Authorities across a wide swath of the southeastern United States face the daunting task of cleaning up from Hurricane Helene, one of the most powerful storms to hit the country, as the death toll continued to rise.
At least 43 deaths were reported by late on Friday, and officials feared more bodies will be discovered across several states.
Helene, downgraded late on Friday to a post-tropical cyclone, continued to produce heavy rains across several states, leading to life-threatening flooding that threatened to create dam failures that could inundate entire towns.
In Florida’s Pinellas County near Tampa, Sheriff Bob Gualtieri said he had never seen destruction like that which Helene wrought. “I would just describe it, having spent the last few hours out there, as a war zone,” Gualtieri told a news conference.
At least 3.5 million customers remained without power across the southern states of Florida, Georgia, South Carolina, North Carolina, and Virginia, with authorities warning it could be several days before services were fully restored.
Scientists say climate change contributes to fuelling stronger, more destructive hurricanes.
Police and firefighters carried out thousands of water rescues throughout the affected states on Friday.
Before moving north through Georgia and into Tennessee and the Carolinas, Helene hit Florida’s Big Bend region as a powerful Category 4 hurricane on Thursday night, bringing 225km/h (140mph) winds. It left behind a chaotic landscape of overturned boats in harbours, felled trees, submerged cars and flooded streets.

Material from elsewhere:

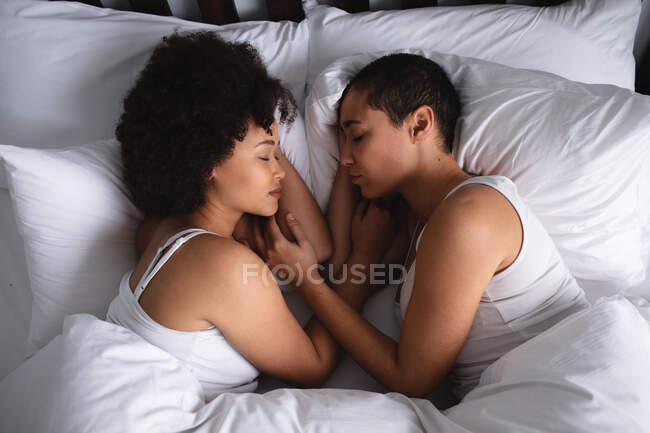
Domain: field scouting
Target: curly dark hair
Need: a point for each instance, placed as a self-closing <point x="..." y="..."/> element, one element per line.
<point x="195" y="96"/>
<point x="399" y="83"/>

Florida state authorities provided buses to evacuate people from the Big Bend area, home to about 832,000 people, and took them to shelters in the state capital, Tallahassee.
In a social media post on X, the city of Tampa, Florida, said that emergency workers conducted 78 water rescues, and the US coastguard said it rescued nine people from stormy waters.

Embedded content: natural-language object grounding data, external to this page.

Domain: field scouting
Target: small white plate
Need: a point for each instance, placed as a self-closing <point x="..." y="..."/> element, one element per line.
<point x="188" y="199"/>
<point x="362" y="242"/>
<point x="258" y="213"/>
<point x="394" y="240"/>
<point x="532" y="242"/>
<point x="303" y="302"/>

Georgia Governor Brian Kemp said that dozens of people remained trapped in buildings and that workers were “having a hard time getting to places” due to destruction and debris that have clogged roads.
More than 50 people were rescued from the roof of a hospital in Unicoi County, Tennessee, about 200km (120 miles) northeast of Knoxville, state officials said, after floodwaters swamped the rural community.
Rising waters from the Nolichucky River prevented ambulances and emergency vehicles from evacuating patients and others there, the Unicoi County Emergency Management Agency said on social media. Emergency crews in boats and helicopters were conducting rescues.
Elsewhere in Tennessee, Rob Mathis, the mayor of Cocke County, ordered the evacuation of downtown Newport because of a potential failure at the nearby Walters dam.
In western North Carolina, Rutherford County emergency officials warned residents near the Lake Lure Dam that it might fail, although they said late on Friday that failure did not appear imminent.
In nearby Buncombe County, landslides forced interstates 40 and 26 to close, the county said on X.
States of emergency were also declared in Virginia and Alabama, as the NHC warned that much of the southeast could experience power outages, toppled trees and intense flooding.
In the southern Appalachian mountains, the National Weather Service has warned the region could be hit with landslides and flooding not seen in more than a century.
“This will be one of the most significant weather events to happen in the western portions of the area in the modern era,” it said.
Only three Gulf hurricanes since 1988 – Irma in 2017, Wilma in 2005, and Opal in 1995 – have been bigger than Helene’s predicted size, according to Colorado State University hurricane researcher Phil Klotzbach, The Associated Press news agency reported.